Our task must be to free ourselves from this prison by widening our circle of compassion to embrace all living creatures and the whole of nature in its beauty. Nobody is able to achieve this completely, but the striving for such achievement is in itself a part of the liberation and a foundation for inner security. (Albert Einstein)
Last night on impulse to do something different, I bought a ticket for a night fishing trip. Once again it didn't turn out to match very well what was advertised.
Instead of one part squid fishing, and one part regular fishing, it was all squid--and only one caught, in the end. And the promised on-board fish barbecue never materialized--perhaps due to the absence of any fresh fish? In any case, I was not disappointed because, though I embarked at first as the only passenger, I was joined before we left the dock by a jovial party of ten Russians, mostly rather hefty specimens of the Slavic breed. It didn't take
long before one man about forty years of age, with passable English, sat beside
me on the gunwale and said, "You will drink some vodka with us?" My
own Russian blood moved me to take the bait with hardly an instant's hesitation.
I gave my name, Nowick, explaining that it was the name of my Russian grandmother.

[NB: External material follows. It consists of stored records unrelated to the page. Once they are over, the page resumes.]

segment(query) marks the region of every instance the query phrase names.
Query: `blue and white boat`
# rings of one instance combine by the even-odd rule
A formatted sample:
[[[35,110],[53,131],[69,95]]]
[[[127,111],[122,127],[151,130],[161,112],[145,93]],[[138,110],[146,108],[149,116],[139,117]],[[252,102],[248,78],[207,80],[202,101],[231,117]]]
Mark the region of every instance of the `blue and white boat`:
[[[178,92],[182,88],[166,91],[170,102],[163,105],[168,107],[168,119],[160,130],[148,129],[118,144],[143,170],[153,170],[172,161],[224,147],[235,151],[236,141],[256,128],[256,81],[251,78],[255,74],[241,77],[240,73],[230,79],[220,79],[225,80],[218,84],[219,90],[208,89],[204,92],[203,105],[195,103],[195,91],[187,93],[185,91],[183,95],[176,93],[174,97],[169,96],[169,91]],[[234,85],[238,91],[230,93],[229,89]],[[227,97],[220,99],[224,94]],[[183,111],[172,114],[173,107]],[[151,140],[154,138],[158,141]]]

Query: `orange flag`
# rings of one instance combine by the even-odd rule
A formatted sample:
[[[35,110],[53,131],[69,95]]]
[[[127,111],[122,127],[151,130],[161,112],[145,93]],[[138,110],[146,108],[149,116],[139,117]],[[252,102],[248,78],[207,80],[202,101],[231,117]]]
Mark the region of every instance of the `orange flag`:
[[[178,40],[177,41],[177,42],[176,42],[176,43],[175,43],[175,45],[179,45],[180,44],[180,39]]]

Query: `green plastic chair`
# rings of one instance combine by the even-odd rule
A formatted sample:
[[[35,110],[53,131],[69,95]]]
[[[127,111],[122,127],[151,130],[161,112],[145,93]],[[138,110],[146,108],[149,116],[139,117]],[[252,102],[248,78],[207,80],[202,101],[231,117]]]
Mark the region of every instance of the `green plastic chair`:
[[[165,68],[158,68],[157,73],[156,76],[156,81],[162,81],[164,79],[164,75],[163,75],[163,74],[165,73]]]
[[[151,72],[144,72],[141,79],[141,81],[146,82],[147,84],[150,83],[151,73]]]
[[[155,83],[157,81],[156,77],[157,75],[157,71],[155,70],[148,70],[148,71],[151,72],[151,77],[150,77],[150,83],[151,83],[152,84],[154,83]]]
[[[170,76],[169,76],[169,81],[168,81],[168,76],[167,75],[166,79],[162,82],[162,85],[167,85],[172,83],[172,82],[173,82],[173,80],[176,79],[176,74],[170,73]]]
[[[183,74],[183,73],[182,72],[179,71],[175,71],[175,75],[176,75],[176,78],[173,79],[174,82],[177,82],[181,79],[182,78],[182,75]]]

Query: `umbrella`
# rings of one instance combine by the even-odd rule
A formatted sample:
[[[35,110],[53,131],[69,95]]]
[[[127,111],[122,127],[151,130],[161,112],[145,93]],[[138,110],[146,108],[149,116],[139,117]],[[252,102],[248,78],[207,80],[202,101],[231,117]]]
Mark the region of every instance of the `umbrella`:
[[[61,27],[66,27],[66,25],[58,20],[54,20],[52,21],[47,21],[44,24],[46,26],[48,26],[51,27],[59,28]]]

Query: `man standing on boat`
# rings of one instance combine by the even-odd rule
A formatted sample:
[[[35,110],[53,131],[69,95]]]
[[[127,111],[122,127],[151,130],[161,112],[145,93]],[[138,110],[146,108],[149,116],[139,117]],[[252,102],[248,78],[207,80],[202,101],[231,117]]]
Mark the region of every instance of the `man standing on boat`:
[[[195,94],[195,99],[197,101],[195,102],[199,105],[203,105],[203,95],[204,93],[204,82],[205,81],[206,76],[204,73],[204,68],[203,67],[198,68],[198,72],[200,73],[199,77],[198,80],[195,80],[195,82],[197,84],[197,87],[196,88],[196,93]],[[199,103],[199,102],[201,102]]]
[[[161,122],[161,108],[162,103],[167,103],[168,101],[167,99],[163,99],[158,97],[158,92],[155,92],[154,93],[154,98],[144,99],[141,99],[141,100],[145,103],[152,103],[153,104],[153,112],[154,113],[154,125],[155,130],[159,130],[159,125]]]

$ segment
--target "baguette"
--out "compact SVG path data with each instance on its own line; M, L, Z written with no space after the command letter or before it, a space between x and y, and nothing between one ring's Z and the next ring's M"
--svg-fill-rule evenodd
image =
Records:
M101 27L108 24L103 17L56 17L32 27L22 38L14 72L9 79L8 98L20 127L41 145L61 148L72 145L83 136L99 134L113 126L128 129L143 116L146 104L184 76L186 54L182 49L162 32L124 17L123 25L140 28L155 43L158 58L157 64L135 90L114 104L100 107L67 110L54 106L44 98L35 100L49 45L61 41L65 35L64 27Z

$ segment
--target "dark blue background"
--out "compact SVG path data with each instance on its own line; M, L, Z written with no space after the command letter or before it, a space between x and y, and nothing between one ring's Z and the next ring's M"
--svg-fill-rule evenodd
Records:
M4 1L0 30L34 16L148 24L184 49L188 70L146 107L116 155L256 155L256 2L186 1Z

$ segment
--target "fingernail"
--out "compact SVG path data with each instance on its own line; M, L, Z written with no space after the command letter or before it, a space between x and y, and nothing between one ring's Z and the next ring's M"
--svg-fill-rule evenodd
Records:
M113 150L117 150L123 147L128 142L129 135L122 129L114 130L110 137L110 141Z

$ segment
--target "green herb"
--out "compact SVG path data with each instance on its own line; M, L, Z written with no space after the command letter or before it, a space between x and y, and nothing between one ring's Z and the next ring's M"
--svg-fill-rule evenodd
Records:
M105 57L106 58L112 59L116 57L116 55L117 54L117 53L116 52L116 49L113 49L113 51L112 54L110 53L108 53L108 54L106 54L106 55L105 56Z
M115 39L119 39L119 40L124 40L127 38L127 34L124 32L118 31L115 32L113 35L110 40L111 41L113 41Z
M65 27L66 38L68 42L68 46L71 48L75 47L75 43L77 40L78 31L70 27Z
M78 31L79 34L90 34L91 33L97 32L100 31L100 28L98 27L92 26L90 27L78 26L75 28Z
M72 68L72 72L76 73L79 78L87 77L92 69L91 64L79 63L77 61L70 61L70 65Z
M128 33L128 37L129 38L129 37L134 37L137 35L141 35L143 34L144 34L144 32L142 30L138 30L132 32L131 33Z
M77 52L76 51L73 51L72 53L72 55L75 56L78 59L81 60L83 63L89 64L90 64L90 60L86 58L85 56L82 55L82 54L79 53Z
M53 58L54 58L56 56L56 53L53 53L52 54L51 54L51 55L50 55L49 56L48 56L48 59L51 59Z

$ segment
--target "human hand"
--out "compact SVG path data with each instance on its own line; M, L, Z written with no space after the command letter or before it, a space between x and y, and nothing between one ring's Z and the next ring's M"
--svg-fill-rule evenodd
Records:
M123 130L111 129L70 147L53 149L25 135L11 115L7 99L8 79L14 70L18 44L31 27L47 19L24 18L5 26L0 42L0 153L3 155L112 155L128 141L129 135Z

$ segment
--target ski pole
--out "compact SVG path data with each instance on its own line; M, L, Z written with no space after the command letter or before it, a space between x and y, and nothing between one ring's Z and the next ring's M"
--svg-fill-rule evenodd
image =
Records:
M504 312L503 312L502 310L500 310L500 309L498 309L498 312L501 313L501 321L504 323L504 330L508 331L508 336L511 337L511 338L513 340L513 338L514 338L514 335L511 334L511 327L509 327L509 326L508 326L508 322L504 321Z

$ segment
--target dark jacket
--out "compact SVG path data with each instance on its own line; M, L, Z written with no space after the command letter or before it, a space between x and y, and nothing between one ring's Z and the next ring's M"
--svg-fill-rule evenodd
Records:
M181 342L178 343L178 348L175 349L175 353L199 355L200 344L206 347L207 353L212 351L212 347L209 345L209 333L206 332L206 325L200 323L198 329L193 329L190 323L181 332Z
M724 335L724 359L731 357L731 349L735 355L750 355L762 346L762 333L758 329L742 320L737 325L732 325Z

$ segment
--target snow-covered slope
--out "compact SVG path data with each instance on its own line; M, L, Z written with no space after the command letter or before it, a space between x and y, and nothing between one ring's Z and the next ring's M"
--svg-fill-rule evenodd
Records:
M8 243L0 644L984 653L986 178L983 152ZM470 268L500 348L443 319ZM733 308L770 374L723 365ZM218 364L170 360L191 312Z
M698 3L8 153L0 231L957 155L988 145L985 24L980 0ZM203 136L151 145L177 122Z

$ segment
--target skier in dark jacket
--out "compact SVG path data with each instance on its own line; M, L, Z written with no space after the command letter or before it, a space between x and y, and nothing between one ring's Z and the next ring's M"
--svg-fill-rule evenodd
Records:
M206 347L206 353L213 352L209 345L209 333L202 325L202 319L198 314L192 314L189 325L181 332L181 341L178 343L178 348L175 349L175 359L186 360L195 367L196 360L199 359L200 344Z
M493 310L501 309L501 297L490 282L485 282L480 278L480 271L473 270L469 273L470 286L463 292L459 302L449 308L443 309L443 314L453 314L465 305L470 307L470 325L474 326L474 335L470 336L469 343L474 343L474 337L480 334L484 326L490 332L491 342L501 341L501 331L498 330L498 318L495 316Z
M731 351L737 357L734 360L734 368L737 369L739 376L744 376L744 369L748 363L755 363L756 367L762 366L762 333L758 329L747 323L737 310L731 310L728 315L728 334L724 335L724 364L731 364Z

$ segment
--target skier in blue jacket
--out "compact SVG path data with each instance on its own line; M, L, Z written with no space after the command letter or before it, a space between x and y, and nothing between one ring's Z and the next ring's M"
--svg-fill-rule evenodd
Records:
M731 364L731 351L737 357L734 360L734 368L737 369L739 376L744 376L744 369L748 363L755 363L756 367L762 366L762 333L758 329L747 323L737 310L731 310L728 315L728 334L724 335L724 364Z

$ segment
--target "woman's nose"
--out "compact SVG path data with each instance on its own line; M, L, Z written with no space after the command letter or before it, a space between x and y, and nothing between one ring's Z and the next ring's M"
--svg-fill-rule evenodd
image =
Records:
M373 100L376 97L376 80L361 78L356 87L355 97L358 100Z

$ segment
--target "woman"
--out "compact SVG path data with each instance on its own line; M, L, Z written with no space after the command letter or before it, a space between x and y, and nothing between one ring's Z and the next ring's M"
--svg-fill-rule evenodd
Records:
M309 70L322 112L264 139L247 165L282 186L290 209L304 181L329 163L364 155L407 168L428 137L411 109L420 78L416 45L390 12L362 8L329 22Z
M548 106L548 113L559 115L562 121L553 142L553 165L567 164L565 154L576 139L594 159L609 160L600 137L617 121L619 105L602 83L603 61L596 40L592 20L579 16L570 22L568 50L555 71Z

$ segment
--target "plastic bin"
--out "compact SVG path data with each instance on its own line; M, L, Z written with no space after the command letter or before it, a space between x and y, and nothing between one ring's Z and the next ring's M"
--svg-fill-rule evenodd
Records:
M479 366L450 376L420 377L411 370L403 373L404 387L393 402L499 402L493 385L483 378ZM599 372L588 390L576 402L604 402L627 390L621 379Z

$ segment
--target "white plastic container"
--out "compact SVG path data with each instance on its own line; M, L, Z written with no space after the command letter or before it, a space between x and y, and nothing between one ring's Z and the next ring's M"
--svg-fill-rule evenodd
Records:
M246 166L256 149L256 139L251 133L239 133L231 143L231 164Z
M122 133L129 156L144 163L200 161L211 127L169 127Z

Sadly, she left Russia too young and never taught me any of that rich language,
which swirled around me on the boat for the next five hours. I was fed white
bread and mini-kielbaski, Pringles and pineapple. My tiny plastic cup was refilled
and, when the vodka bottle was dry, refilled again with gin. The flow of Russian
from the "Russkies," as they called themselves, increased with the
flow of spirits. One man from Latvia worked back home as a "mechanic of
spirits." My translator, with twelve years of part-time instruction in
English yet an elementary grasp of it, worked in Moscow as an automobile insurance
adjuster. His wife was a dentist. It was strange on the surface, yet somehow,
genetically perhaps, or by Canadian temperament, I resonated more closely, and
felt more at home, with this voluble crowd speaking with obvious and uninhibited
humor and passion, than I had even while jamming on the beach with the Turkish
hippies, and certainly more than in the British pub-with-hammocks back at the
Elephant Garden. These, I sensed at a visceral level (maybe it was vodka warming
my heart) were my people. "In there," my interlocutor said pointing
to my half-empty cup, "is your health."
Latvian woman sitting at the other side of me, who kept thrusting bread and
kielbaski at me, was going on the whole evening about the absent "barracuda,"
as I could tell by that word's appearance once or twice in every sentence. Meanwhile we absently jigged for squid, holding rods baited with strips of white flesh, or simple line wrapped around plastic bottles and dangling weighted white lures. One woman won the night's lottery with a lucky catch of a six-inch squid. The
gimpy-legged captain apparently did hook a barracuda at one point, but lost
it before landing it. The stars were bright, the moon was missing, the sea air
was soft and warm.
This morning while meditating on my bed back at the bungalow, I felt the almost
queasy sensation of still being on the boat on the gently rocking waves. Was
it a hangover, the remnants of sleep, my body's lingering attunement to life
on the water? Maybe just more of that self-dissolving into an all-encompassing
fluid element, where body and language and mind and world flow as one.
And today? The blaring canned Thai music from the temple celebration down the road
pounds me outdoors and on my way, away. Down the road into the unsettled corner
of the island? To a shady corner of the beach to write? Back up to Lonely Beach for the crowds and night life? Taking it slow till the evening and one last Turkish jam?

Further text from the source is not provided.